With its factories resuming production after a hiatus of several years, Denel is working on its R18 billion order book and targeting R30 billion in new business.
Last month the Department of Public Enterprises said that Denel has a ‘robust’ order book, which stands at R18.37 billion for 2023/24, while planned total sales are projected to be R2.08 billion, compared with R1.08 billion in the 2022/23 financial year.
Denel Chief Restructuring Officer Riaz Saloojee told defenceWeb that orders at the moment are not a problem, and that Denel has more than enough business and enough outstanding work to keep the company busy for the next two years. However, it will need to secure orders after that.
He said that Denel’s artillery and missile systems are still world leaders and Saloojee is confident Denel can get Badger infantry fighting vehicle (IFV) production back on track for the South African Army. Similarly, the company hopes to resume Project Kamas, for the supply of A-Darter air-to-air missiles to the South African Air Force. “We will have to work with industry here,” Saloojee said, as Denel will try and use private companies to assist with manufacture as many skilled personnel have left Denel Dynamics. This Saloojee believes, is “a new philosophy of doing business.”
Denel Integrated Systems Solutions (DISS) has made good progress on the Ground Based Air Defence System (GBADS) for the South African Army, and is waiting for the next phase of this. The entity is picking up its old strategy of taking system design skills and focussing on other areas, such as border security and infrastructure protection. It is talking to Transnet and Prasa, especially regarding the securing of coal terminals.
Denel in August last year finally settled outstanding salaries, using R992 million from the Denel Medical Benefit Trust to do so. In March this year, it received R1.8 billion in bailout funding from National Treasury, and is using this to resume production (another R1.5 billion is being withheld while Denel proceeds with the sale of remaining non-core assets as part of its turnaround plan, including property, Denel Gear Ratio, and its Hensoldt stake). Saloojee said that as production restarts, Denel hopes to become self-reliant and not dependent on further bailouts. He said the key fundamentals are in place, and Denel just needs to maintain its skills base.

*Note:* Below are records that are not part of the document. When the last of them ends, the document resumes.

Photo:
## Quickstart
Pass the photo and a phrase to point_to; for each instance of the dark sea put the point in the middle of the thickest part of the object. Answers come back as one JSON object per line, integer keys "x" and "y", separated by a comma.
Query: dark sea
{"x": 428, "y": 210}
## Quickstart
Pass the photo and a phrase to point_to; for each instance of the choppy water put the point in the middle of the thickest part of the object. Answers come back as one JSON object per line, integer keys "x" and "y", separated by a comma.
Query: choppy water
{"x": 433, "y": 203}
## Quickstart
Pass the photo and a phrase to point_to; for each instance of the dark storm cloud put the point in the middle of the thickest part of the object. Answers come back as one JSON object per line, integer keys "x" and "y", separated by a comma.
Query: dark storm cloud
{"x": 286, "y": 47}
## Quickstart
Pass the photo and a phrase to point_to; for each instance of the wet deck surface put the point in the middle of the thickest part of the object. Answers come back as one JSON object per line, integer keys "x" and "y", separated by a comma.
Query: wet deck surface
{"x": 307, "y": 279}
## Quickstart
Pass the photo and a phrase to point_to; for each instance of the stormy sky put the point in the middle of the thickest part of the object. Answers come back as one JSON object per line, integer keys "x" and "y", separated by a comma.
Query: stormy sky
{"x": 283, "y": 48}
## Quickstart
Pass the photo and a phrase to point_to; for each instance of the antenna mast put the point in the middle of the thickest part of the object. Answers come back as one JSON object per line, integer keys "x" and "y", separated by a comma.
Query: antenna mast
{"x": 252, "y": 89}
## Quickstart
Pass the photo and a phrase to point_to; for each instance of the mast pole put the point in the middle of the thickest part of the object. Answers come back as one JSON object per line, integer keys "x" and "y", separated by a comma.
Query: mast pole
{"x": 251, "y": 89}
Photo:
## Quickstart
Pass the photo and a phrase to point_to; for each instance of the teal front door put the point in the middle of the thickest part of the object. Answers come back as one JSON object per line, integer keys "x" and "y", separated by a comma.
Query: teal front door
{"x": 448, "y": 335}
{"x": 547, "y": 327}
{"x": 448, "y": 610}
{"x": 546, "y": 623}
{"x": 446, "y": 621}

Saloojee told defenceWeb that Denel had stopped the bleeding and is now aiming to grow the business. “Denel has absolutely turned a corner. We still have significant challenges especially regarding skills.”
The Department of Public Enterprises and National Treasury are supporting the company, which also has the full backing of the South African National Defence Force (SANDF), he said. The company still needs to restore trust with its suppliers, however. Denel is reliant on local suppliers and wants to tell them that it is able to work with them again.

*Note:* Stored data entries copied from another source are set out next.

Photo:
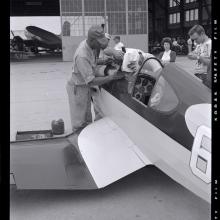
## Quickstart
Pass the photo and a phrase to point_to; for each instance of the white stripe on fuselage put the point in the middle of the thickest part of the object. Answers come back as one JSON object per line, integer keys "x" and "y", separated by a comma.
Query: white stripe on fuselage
{"x": 164, "y": 152}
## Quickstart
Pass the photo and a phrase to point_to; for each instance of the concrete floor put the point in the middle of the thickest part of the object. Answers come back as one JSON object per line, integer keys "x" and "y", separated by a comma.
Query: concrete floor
{"x": 37, "y": 97}
{"x": 147, "y": 194}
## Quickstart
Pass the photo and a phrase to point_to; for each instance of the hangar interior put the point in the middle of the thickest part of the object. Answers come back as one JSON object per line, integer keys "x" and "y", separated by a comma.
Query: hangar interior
{"x": 140, "y": 23}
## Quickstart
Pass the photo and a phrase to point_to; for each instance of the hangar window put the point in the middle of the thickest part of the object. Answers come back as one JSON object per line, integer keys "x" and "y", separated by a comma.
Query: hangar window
{"x": 192, "y": 15}
{"x": 174, "y": 3}
{"x": 174, "y": 18}
{"x": 137, "y": 17}
{"x": 163, "y": 97}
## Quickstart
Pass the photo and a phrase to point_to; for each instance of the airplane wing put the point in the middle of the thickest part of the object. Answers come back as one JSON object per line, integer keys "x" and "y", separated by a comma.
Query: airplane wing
{"x": 108, "y": 152}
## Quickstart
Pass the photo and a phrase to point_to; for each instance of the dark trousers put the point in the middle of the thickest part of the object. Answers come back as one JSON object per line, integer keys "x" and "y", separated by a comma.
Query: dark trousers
{"x": 201, "y": 76}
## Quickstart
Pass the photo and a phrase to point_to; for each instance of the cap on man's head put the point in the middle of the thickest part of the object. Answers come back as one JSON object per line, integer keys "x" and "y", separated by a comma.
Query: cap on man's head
{"x": 96, "y": 33}
{"x": 117, "y": 37}
{"x": 108, "y": 36}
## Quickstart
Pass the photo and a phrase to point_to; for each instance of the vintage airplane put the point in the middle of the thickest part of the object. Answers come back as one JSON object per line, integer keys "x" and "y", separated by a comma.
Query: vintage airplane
{"x": 37, "y": 40}
{"x": 161, "y": 116}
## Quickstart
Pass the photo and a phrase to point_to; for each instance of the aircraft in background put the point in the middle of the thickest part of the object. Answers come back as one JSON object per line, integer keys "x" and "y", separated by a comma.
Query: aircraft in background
{"x": 38, "y": 40}
{"x": 161, "y": 116}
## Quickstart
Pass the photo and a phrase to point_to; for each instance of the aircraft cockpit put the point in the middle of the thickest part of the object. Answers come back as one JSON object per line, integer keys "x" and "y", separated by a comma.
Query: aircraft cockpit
{"x": 151, "y": 88}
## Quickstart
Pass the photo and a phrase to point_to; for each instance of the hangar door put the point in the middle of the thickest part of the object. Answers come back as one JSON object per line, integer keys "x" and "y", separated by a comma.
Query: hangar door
{"x": 127, "y": 18}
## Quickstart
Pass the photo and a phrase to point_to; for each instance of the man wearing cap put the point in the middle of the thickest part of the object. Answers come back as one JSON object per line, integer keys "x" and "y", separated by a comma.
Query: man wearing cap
{"x": 84, "y": 77}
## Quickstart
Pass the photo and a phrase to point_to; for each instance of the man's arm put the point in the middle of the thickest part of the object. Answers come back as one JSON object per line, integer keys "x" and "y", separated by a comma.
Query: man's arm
{"x": 100, "y": 80}
{"x": 204, "y": 60}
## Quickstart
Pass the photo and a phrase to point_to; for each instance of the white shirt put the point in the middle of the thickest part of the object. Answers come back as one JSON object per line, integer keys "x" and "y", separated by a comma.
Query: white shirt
{"x": 203, "y": 49}
{"x": 166, "y": 56}
{"x": 132, "y": 55}
{"x": 119, "y": 46}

“We should take a South Africa Incorporated approach,” Saloojee said, adding that he also wants to see support from entities like Armscor and the Council for Scientific and Industrial Research (CSIR).
Various delegations in recent weeks and months have been visiting Denel to see progress on its turnaround. In March, the Parliamentary Portfolio Committee on Defence conducted an oversight visit at Denel Aeronautics and in early April, the Military Command Council paid a visit to Denel to strengthen ties between Armscor, Denel, and the SANDF.

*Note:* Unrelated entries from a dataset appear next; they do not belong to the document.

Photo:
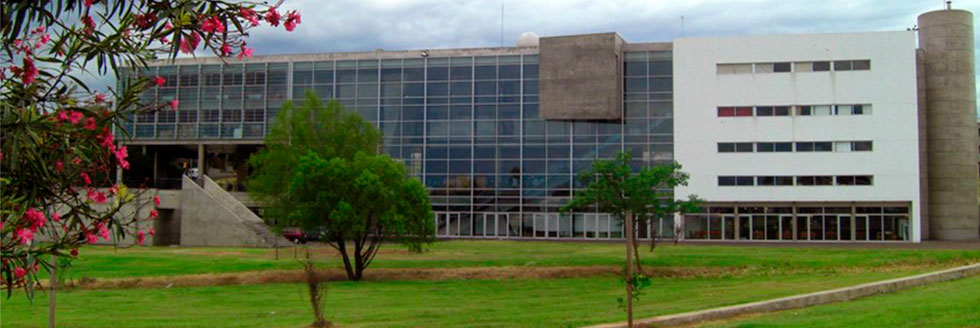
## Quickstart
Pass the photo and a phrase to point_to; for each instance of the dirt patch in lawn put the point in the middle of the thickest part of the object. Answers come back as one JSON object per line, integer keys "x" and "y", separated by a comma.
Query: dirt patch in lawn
{"x": 385, "y": 274}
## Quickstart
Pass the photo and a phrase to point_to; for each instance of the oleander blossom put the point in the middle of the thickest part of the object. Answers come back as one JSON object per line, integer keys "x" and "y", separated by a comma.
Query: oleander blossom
{"x": 272, "y": 16}
{"x": 292, "y": 19}
{"x": 23, "y": 236}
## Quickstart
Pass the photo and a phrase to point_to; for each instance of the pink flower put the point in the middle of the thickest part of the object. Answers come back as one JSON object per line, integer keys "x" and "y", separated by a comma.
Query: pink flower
{"x": 225, "y": 49}
{"x": 29, "y": 73}
{"x": 103, "y": 231}
{"x": 189, "y": 43}
{"x": 96, "y": 196}
{"x": 292, "y": 19}
{"x": 75, "y": 117}
{"x": 24, "y": 236}
{"x": 44, "y": 40}
{"x": 19, "y": 273}
{"x": 245, "y": 52}
{"x": 35, "y": 218}
{"x": 272, "y": 16}
{"x": 213, "y": 25}
{"x": 249, "y": 15}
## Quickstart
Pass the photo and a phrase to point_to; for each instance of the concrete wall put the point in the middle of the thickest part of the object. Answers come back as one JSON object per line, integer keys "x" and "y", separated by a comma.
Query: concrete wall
{"x": 946, "y": 40}
{"x": 581, "y": 77}
{"x": 889, "y": 86}
{"x": 205, "y": 222}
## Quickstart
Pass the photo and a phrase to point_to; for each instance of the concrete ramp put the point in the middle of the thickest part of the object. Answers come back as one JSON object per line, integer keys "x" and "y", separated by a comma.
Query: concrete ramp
{"x": 209, "y": 216}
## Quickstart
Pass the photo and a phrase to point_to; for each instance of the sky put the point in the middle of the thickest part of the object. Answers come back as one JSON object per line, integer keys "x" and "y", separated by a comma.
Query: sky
{"x": 367, "y": 25}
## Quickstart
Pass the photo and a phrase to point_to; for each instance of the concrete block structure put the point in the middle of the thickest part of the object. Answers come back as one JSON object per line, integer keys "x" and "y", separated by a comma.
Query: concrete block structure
{"x": 843, "y": 137}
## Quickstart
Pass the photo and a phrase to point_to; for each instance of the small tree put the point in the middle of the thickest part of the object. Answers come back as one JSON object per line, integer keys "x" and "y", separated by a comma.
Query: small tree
{"x": 328, "y": 130}
{"x": 359, "y": 203}
{"x": 616, "y": 189}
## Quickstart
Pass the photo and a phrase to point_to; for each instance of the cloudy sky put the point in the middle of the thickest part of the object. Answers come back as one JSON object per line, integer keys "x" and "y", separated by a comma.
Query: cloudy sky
{"x": 366, "y": 25}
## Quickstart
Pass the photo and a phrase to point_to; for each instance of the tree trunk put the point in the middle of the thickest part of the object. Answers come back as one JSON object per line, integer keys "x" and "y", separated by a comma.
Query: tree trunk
{"x": 629, "y": 269}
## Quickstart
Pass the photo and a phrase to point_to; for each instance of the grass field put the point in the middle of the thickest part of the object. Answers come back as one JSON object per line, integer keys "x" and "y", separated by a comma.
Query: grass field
{"x": 948, "y": 304}
{"x": 740, "y": 274}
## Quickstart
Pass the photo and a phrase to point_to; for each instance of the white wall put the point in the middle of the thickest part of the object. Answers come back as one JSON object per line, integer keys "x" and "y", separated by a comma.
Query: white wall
{"x": 890, "y": 86}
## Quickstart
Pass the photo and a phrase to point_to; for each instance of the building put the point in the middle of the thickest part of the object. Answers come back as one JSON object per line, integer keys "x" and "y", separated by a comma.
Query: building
{"x": 828, "y": 137}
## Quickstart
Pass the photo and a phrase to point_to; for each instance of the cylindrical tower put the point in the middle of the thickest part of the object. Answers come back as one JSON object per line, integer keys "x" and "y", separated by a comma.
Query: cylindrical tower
{"x": 946, "y": 40}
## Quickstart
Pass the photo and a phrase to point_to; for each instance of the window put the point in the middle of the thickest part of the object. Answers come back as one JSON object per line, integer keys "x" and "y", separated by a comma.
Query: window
{"x": 821, "y": 66}
{"x": 803, "y": 67}
{"x": 861, "y": 146}
{"x": 781, "y": 67}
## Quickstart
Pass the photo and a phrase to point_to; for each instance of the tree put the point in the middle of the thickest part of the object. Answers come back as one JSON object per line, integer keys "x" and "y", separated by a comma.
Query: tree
{"x": 359, "y": 203}
{"x": 327, "y": 130}
{"x": 58, "y": 149}
{"x": 615, "y": 187}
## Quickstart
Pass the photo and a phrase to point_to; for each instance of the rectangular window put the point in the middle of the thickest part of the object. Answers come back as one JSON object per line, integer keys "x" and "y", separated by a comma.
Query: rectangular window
{"x": 861, "y": 146}
{"x": 804, "y": 110}
{"x": 745, "y": 181}
{"x": 861, "y": 65}
{"x": 803, "y": 67}
{"x": 781, "y": 67}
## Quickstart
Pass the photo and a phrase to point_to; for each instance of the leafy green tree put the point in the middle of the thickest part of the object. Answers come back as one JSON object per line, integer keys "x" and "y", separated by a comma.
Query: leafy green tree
{"x": 58, "y": 136}
{"x": 359, "y": 203}
{"x": 328, "y": 130}
{"x": 321, "y": 171}
{"x": 628, "y": 194}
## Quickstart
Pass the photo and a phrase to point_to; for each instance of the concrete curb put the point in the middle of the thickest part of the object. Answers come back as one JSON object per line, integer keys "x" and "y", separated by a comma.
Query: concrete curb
{"x": 805, "y": 300}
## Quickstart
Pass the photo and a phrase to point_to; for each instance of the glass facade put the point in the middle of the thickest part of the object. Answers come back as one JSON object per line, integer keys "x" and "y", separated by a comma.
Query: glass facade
{"x": 468, "y": 127}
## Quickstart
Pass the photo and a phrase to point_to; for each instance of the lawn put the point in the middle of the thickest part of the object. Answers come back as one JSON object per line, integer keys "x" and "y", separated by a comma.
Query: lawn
{"x": 948, "y": 304}
{"x": 108, "y": 262}
{"x": 736, "y": 274}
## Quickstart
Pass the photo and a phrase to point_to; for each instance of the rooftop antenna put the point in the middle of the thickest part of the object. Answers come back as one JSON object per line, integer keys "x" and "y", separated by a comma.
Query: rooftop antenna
{"x": 682, "y": 25}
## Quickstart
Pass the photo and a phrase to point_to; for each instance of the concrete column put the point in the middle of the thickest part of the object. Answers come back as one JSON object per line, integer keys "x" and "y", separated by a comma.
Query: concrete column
{"x": 946, "y": 40}
{"x": 200, "y": 161}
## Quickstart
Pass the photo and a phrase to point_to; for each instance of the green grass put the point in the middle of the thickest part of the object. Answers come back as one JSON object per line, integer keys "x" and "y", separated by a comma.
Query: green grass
{"x": 107, "y": 262}
{"x": 467, "y": 303}
{"x": 757, "y": 273}
{"x": 948, "y": 304}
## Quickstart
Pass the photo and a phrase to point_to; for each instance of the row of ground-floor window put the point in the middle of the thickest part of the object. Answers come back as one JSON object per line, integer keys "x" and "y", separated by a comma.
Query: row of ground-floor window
{"x": 857, "y": 222}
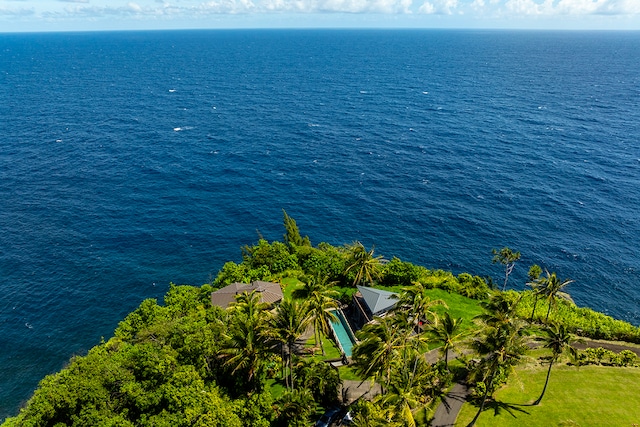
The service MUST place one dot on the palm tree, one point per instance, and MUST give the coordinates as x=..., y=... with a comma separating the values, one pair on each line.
x=501, y=344
x=558, y=339
x=321, y=378
x=246, y=345
x=295, y=407
x=552, y=288
x=414, y=299
x=508, y=258
x=362, y=261
x=409, y=390
x=321, y=303
x=447, y=332
x=534, y=283
x=499, y=309
x=502, y=347
x=289, y=323
x=379, y=348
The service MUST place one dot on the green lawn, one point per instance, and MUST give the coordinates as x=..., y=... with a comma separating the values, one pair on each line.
x=576, y=396
x=459, y=306
x=291, y=284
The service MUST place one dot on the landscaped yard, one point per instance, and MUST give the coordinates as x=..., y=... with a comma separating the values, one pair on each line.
x=577, y=396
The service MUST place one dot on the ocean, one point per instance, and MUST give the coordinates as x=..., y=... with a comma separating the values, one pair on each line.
x=129, y=160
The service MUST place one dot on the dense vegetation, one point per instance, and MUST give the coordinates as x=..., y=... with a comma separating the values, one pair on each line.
x=188, y=363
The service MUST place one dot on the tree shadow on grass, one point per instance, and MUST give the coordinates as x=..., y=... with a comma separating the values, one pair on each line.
x=511, y=408
x=499, y=408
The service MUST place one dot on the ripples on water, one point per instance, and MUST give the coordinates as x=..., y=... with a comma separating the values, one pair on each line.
x=130, y=160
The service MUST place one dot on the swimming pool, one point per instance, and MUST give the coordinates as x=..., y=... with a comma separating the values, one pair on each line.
x=342, y=332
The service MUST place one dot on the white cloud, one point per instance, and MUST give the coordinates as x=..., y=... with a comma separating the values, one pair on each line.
x=620, y=7
x=5, y=11
x=572, y=7
x=439, y=7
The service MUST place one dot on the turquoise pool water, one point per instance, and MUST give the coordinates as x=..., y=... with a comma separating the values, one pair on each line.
x=343, y=333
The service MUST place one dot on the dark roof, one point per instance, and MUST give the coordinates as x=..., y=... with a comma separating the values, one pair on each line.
x=270, y=293
x=378, y=301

May was particularly busy, starting with a military attache delegation touring the company’s facilities on the fourth in what Denel said was its first annual attache day. On 12 May, Public Enterprise Deputy Minister Obed Bapela conducted an oversight visit at Denel Land Systems and Pretoria Metal Pressings to see turnaround activity first hand – that same day, Denel hosted 400 members of the SANDF, including senior members of the Military Command Council. Other delegations came from Kenya and Ghana, and were followed by members of the Nigerian Armed Forces Command and Staff College who visited Denel Land Systems. On 23 May Denel and Hensoldt South Africa welcomed the SA Naval Staff College Junior Staff and Warfare Course 92 (JSWC) at the Denel Irene Campus.
Denel officials said that many delegations have approached Denel without invitation from the company, indicating strong interest in developments at the State-Owned Entity. Denel also plans to host product demonstrations for potential clients and as it makes itself more visible, has been taking part in defence exhibitions around the world. It was at the September 2022 edition of Africa Aerospace and Defence, and IDEX in the UAE in February.
More recently a Denel delegation, along with Defence Minister Thandi Modise was in Brazil for LAAD in April. Company officials were due to attend the LIMA exhibition in Malaysia in May. If the company does not have a stand at exhibitions, it will at least send representatives, particularly in African markets. Saloojee said the significant opportunities in Africa were important for the development of the continent and its peace and stability.